Even as the world leader in computer operating systems, Microsoft has a patchy track record.
Some generations of its iconic Windows platform have been hugely successful – 95 and 7, for instance.
Others became infamous for their instability and endless glitches, including Millennium Edition and Vista.
Ironically, these unpopular versions of Windows respectively preceded and succeeded what was arguably the best version ever – Windows XP.
Launched in 2001, XP was simple to use and very stable. For once, Microsoft managed to out-Apple Apple, whose newly-launched OS X lacked many basic features at launch.
By contrast, XP offered near-universal compatibility, a blend of old and new features, and generally worked from the first installation onwards.
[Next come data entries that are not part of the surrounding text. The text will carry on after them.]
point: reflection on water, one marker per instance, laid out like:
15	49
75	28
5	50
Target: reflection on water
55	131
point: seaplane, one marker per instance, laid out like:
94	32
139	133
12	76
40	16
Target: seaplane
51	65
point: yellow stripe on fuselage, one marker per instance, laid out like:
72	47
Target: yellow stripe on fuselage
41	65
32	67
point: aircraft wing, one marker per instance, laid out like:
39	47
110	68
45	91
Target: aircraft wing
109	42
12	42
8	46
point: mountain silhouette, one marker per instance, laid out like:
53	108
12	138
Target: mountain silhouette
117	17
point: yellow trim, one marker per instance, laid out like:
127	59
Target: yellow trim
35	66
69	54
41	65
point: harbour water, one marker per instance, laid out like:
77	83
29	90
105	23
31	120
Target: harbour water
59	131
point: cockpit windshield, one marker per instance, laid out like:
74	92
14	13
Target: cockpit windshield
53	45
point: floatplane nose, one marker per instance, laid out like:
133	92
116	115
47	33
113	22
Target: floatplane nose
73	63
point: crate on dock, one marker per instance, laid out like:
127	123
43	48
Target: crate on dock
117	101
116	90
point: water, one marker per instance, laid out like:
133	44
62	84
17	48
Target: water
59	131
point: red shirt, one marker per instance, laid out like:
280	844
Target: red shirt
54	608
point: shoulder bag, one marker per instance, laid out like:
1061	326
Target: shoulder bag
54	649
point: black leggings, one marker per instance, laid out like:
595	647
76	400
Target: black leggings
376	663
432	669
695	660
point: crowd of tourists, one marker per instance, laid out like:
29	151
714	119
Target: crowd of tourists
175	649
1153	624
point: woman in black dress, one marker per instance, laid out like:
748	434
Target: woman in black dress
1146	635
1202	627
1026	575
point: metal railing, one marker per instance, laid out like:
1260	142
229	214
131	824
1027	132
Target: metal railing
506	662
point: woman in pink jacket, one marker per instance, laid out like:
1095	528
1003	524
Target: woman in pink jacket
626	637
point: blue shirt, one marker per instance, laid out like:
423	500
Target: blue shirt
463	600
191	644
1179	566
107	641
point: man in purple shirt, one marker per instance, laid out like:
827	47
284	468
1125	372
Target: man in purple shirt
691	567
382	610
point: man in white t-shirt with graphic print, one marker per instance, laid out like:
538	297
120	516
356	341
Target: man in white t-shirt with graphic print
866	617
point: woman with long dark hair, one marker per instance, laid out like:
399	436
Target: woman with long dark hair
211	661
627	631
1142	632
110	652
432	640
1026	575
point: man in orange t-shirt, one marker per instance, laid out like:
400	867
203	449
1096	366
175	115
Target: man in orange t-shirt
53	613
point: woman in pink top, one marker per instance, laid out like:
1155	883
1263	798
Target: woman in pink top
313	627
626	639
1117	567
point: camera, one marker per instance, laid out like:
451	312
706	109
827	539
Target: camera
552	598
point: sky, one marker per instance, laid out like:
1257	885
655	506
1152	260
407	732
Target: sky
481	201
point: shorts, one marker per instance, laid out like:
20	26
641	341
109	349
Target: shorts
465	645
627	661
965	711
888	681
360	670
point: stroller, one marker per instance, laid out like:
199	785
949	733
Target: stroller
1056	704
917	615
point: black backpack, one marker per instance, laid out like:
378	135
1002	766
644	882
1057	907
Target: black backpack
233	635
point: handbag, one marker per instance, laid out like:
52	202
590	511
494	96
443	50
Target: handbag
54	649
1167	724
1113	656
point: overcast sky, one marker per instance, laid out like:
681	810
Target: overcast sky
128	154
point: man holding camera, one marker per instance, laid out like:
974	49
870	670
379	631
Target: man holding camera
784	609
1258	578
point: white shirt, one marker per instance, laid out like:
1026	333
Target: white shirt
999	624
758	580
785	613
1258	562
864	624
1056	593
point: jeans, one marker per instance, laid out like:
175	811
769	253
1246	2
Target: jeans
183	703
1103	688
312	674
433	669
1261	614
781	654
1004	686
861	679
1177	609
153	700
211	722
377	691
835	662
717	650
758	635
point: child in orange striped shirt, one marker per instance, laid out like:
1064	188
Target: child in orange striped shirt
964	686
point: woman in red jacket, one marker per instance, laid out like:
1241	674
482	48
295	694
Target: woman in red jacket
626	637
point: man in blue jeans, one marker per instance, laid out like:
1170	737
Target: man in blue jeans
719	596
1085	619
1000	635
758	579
Little wonder that 400 million copies of XP were ultimately sold.
Because Vista used 16 times more system resources than XP, the older OS was still being installed onto netbooks and laptops several years after Vista ‘replaced’ it in 2007.
To this day, XP powers much of our ATM and NHS infrastructure, while an estimated five per cent of the world’s desktop computers still rely on it.
The question is, should they?
Strong and stable?
XP hasn’t suddenly become unstable since it was officially discontinued in 2007, or even since Microsoft withdrew ongoing support in 2014.
It still boots up with that friendly five-note chime, displaying the iconic picture of rolling hills which is believed to be the most viewed image in human history.
The problem is that XP is no longer being supported – maintained, in other words.
Chinks in its programming armour are not being repaired by Microsoft, which means criminals can share and exploit known vulnerabilities over and over again.
With new viruses and malware attacks being launched every day, an operating system with known flaws represents an easy target compared to newer versions with rolling updates.
Microsoft has only stepped in once to protect XP users since 2014, in belated response to the 2017 WannaCry ransomware epidemic.
As XP ages, less software is compatible with it. Antivirus packages may not support it any longer, removing another layer of protection against online threats.
It may not even be able to identify WiFi hubs or USB sticks with modern formatting, preventing safe file transfers between devices.
Many games and online services won’t work, including the latest web browsers – which themselves have up-to-date malware protection built-in.
Indeed, if security is a priority, you really have to upgrade to Windows 10. Although it’ll be a culture shock compared to XP, it’s also one of the best Windows versions ever developed.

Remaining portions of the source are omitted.